Stelmet ma bardzo duże aspiracje - rozmowa z Jure Laliciem, nowym graczem Stelmetu Zielona Góra

- Odszedłem z Zagrzebia z powodów finansowych - mówi w rozmowie z portalem SportoweFakty.pl Jure Lalić, nowy środkowy Stelmetu Zielona Góra.

Karol Wasiek: Dlaczego zdecydowałeś się na odejście z Cibony Zagrzeb?

Jure Lalić: Powód mojego odejścia z Cibony jest bardzo prosty. Po prostu klub z Zagrzebia boryka się z wielkimi problemami finansowymi i ja nie mogłem sobie pozwolić na to, żeby grać za darmo. Cenię i szanuję tę drużynę, ale niestety to jest biznes i trzeba dbać o swoje interesy. Postanowiłem odejść i mam nadzieję, że podjąłem słuszną decyzję.

W grudniu z Zagrzebia odszedł Jerel Blassingame, który trafił do Energi Czarnych Słupsk. Wówczas Amerykanin sygnalizował podobne problemy. Od tamtego czasu sytuacja nie uległa poprawie?

- Niestety nie uległa poprawie, a nawet się pogorszyła. Nie chciałem dłużej czekać na rozwój wydarzeń, bo miałem przesłanki, że sytuacja się nie poprawi w najbliższym czasie. Musiałem zadbać o swoją rodzinę i dlatego zdecydowałem się na taki krok.

[ad=rectangle]

Kiedy podjąłeś decyzję o odejściu?

- Dojrzewałem do takiej decyzji od jakiegoś czasu. Problemy finansowe zaczęły mnie nieco frustrować, a na dodatek zaczęły spływać do mnie ciekawe propozycje z innych klubów. Nie chciałem dłużej martwić się o swoją sytuacją i dlatego postanowiłem skorzystać z czegoś nowego.

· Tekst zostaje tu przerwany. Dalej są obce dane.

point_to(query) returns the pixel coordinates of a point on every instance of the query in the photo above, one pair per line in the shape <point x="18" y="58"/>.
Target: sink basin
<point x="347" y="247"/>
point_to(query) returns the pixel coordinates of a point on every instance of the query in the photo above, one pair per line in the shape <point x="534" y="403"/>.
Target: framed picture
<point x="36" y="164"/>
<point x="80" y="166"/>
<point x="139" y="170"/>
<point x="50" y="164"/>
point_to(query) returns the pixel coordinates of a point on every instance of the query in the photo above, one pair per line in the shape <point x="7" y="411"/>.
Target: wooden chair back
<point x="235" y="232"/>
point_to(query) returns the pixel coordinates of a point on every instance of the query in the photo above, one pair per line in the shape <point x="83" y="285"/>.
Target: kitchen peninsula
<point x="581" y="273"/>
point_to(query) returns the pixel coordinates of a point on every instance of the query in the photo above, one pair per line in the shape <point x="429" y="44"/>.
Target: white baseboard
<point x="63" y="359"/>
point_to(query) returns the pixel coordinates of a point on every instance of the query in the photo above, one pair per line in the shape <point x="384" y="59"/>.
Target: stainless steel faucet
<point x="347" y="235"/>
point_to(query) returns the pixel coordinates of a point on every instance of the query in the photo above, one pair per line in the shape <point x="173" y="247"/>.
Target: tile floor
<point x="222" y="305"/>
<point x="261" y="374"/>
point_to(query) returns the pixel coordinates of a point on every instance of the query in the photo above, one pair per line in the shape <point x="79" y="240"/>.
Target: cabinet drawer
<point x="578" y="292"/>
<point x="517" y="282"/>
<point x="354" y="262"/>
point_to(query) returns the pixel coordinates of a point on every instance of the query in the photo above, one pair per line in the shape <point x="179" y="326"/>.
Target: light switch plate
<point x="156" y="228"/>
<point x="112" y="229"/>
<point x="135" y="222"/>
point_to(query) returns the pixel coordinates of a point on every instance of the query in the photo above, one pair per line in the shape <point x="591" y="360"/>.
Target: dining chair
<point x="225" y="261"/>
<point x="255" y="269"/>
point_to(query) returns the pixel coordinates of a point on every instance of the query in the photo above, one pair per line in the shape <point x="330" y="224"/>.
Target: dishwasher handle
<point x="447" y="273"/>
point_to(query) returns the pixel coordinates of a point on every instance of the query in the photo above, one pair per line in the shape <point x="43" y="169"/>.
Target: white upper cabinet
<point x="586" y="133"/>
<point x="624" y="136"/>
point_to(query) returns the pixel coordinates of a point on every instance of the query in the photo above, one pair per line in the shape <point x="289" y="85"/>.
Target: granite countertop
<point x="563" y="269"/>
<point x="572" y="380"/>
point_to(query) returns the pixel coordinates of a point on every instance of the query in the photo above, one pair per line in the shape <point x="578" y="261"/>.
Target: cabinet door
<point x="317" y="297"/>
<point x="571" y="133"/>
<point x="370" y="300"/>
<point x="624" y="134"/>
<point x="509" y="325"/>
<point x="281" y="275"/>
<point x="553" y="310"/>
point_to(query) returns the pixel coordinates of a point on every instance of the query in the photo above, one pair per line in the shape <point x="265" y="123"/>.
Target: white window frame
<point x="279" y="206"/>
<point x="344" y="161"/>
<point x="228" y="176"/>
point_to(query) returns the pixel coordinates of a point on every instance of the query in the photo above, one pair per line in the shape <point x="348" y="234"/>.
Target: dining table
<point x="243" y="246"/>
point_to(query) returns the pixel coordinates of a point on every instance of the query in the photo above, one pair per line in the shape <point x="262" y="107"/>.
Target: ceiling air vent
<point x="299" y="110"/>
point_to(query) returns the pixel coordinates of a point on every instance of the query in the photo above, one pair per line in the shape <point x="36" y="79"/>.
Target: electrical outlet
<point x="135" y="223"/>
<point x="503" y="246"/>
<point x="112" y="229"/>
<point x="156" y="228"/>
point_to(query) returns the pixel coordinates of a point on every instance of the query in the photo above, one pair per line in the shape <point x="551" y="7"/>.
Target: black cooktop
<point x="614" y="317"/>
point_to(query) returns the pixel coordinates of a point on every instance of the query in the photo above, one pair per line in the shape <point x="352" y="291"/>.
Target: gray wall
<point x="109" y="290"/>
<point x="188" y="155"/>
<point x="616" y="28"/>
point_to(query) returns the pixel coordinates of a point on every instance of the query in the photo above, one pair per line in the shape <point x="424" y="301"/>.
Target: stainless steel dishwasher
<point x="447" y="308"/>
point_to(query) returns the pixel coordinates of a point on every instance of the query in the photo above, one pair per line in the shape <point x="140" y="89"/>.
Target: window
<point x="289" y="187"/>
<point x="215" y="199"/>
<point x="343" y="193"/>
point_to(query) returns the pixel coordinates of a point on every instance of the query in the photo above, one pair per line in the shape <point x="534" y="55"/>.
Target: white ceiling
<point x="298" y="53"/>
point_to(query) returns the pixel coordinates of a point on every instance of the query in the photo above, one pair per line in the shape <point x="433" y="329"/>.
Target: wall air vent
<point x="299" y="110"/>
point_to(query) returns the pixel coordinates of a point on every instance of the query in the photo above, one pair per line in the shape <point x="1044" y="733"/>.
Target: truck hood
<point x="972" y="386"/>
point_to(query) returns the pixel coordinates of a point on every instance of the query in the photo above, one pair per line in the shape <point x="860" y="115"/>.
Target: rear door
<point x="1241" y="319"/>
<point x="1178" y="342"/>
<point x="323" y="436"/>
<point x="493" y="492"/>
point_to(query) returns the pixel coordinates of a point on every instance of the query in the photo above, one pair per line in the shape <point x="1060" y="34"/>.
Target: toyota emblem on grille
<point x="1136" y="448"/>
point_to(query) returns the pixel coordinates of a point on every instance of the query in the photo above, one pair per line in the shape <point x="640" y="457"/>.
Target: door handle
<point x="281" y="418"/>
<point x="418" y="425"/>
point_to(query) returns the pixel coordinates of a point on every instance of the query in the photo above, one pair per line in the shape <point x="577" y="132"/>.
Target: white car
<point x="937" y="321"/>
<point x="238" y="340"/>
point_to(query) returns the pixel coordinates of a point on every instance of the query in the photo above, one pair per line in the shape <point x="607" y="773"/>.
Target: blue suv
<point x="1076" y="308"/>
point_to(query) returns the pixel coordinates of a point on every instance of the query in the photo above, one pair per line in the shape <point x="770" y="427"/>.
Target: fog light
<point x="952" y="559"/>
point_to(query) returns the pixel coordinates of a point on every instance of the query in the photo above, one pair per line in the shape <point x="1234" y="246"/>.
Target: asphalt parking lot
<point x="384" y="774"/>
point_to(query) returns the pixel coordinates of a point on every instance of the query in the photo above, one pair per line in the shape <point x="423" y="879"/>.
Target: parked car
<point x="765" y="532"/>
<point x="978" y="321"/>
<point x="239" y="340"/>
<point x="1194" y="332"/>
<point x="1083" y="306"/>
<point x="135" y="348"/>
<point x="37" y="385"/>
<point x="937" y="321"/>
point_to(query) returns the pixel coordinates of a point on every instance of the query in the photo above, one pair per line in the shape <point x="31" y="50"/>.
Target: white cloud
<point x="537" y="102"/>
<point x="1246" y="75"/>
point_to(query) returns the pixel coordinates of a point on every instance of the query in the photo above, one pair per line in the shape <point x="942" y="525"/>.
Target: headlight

Kiedy zgłosił się Stelmet?

- W ostatnim tygodniu. Wiem, że rozstali się z jednym ze swoich środkowych i poszukiwali zawodnika na tę pozycję. Otrzymałem od nich ciekawą propozycję, którą postanowiłem przyjąć.

Adam Hrycaniuk będzie teraz walczył o miejsce w składzie z Jure Laliciem
Adam Hrycaniuk będzie teraz walczył o miejsce w składzie z Jure Laliciem

Miałeś jeszcze inne oferty?

- Może ciebie zaskoczę, ale miałem również inne oferty z polskiej ligi oraz z Rosji.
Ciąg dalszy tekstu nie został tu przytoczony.